Logan also tries to make a lot of pointed commentary about current American politics, but the references are so topical, on the nose, and awkward that they contrast badly with the more universal narratives.

  • GMOs are mentioned as producing terrible tasting corn that we glug by the gallon as corn syrup drinks - and are how corporations managed to inoculate the whole population from becoming mutants. This is done in two isolated and intrusive lines of dialogue.
  • As ever, the entire plot behind the evil corporate goliath is: produce super soldiers, and contain bad PR when the experiment goes wrong.
  • The children-as-immigrants trying to cross the border into Canada replicate fears of ICE agents chasing innocents so much to try to distract us from "Why is Canada any safer? If they are such well-intentioned Justin Trudeau-descendants, why aren't they doing anything to help these kids only miles from their border?
  • Racism against (upper-)middle-class rural black families is brought front and center... which is not very typical of how racism exists in America. As Chaw mentions, even water rights come up.
Contra all that, two of their pointed topical issues do use effective imagery
  • Tractor trailers without drivers make a highway that feels inhuman, and can explode with violence the moment any hacker messes with the controls.
  • Professor X having ALS and the threat he represents with that is quite depressing and even horrifying, when he paralyzes an entire city block.
This isn't all bad, and in fact the first two points can be read as satirical anti-plot, where the continuity obsessed fans of the MCU and Wookiepedia, find their entire world of "tactical realism" assaulted by egregiously bad or anti-climactic plot details. Aka Midichlorians.
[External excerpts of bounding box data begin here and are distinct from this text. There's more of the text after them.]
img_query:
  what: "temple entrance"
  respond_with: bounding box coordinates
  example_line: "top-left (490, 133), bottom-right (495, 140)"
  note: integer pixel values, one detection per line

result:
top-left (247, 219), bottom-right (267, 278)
Other examples of this:
  • Logan is dying due to his adamantium skeleton poisoning him, and the only way to kill a Wolverine is with an adamantium bullet to the skull, because ???
  • Choosing to have dinner and stay the night with the innocent farming family very obviously puts them in the path of a murderous rampage.
  • It appears the last of the X-men team was taken out by Professor X having an Alzheimer's seizure. Charles himself dies of a claw to the chest in bed, and receives no note of his passing except a blubbering, incoherent Logan pointing at the water. (In fact the mercenaries chasing Logan and the girl know full well the world's most telepath is with them, and just don't care.)
All of which is not necessarily criticism, but a demand to read the events in the movie purely on a thematic level, without seeing this as some "final chapter" in the X-universe storyline. And judging by reviews, that has worked rather well.

Once all that is out of the way and you're left with the well down horror film filmmaking, you remember that gorey flicks are often called "exploitation" flicks, and in fact this movie often feels like youthxploitation. There's this emphasis on the decrepitude of Charles and Logan, and the dying post-mutant world all around them, that can only be saved by the injection of the extremely youthful (innocent, energetic, pretty) Laura. She gets them on a road trip and acting like a family, and there's the hope that whatever mysterious origins produced her can save mutantkind, etc etc. She also kills a lot of dudes in awesome vengeance.

This even leads to Logan ingesting a drug that does make him youthful and vital again... which very quickly wears off and shortly thereafter he dies. None of their old world is saved, and the only real hope is someone starting anew again.